She wasn’t sure if Dawn meant it was okay to miss him, or for her to no, or even if it was okay that she killed the man she had loved so much. Buffy decided to take it at face value. Dawn was only twelve after all 

As she laid awake, Buffy knew it wasn’t that simple. Dawn was twelve but she was older than her age. She had to be. 

And that was Buffy’s fault, too. 

✭✭✭✭✭✭✭✭✭✭✭

Sunnydale didn’t have a lot to do that didn’t involve virgin sacrifice and wandering around cemeteries, and they only had so much money to spend on gas, so they spent a lot of time at the Bronze. They listened to Oz’s band and trashed their competition (who were almost exclusively better than the “Dingo Ate My Baby''). Sometimes they snuck in Xander’s dad’s vodka in water bottles.

Willow would take a few sips before giggling furiously, into Oz’s neck for the rest of the night. Cordelia knew how to hold her liquor, and you could only tell she was tipsy when her words got slow as honey, and she failed to insult Xander for a good twenty minutes. Oz and Xander never drank; Oz claimed he didn’t feel anything, so what was the point, and Xander never said why, but Buffy had a sinking suspicion the answer had something to do with the man who was unwittingly supplying their alcohol. 
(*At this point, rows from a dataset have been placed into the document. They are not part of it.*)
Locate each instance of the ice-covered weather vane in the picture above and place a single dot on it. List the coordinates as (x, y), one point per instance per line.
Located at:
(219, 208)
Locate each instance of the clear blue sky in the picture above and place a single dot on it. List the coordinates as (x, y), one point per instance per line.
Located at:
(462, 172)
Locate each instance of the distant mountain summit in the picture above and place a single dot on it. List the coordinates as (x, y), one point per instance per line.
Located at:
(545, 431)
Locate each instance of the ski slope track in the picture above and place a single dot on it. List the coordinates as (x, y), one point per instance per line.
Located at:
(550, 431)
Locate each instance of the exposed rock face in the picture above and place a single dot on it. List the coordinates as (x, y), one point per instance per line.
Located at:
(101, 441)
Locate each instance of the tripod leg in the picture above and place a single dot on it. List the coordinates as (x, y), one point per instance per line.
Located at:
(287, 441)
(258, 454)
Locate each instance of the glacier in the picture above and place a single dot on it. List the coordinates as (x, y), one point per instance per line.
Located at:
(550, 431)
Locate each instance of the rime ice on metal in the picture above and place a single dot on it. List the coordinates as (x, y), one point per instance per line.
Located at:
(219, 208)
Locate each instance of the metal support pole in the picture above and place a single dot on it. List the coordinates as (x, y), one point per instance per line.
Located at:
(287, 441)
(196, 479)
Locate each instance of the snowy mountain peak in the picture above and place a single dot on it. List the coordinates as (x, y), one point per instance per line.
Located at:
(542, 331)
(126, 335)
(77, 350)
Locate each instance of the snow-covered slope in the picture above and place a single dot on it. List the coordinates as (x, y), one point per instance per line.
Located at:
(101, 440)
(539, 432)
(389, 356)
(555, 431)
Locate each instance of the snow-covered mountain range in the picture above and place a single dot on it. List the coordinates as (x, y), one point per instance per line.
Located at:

Buffy only drank with the rest two times that summer. The first time was after her mother had sat her down with a pile of college brochures, spread out like a fan in front of them, taking up most of the kitchen table. Buffy looked at them all nodding along, but all she could see were a dozen lives she would never lead, all across the country. 

The second time she drank was after she met Kendra’s watcher. He was a serious man with the saddest eyes she had ever seen; he visited with Giles for twenty minutes, before disappearing. The rest of the week Giles wouldn’t look at her. 

She used to drink at house parties or from spiked punches at dances. She would take a few sips and then a few more, let the buzz drag over her and then stop, no matter how much her date pushed, or her friends insisted. 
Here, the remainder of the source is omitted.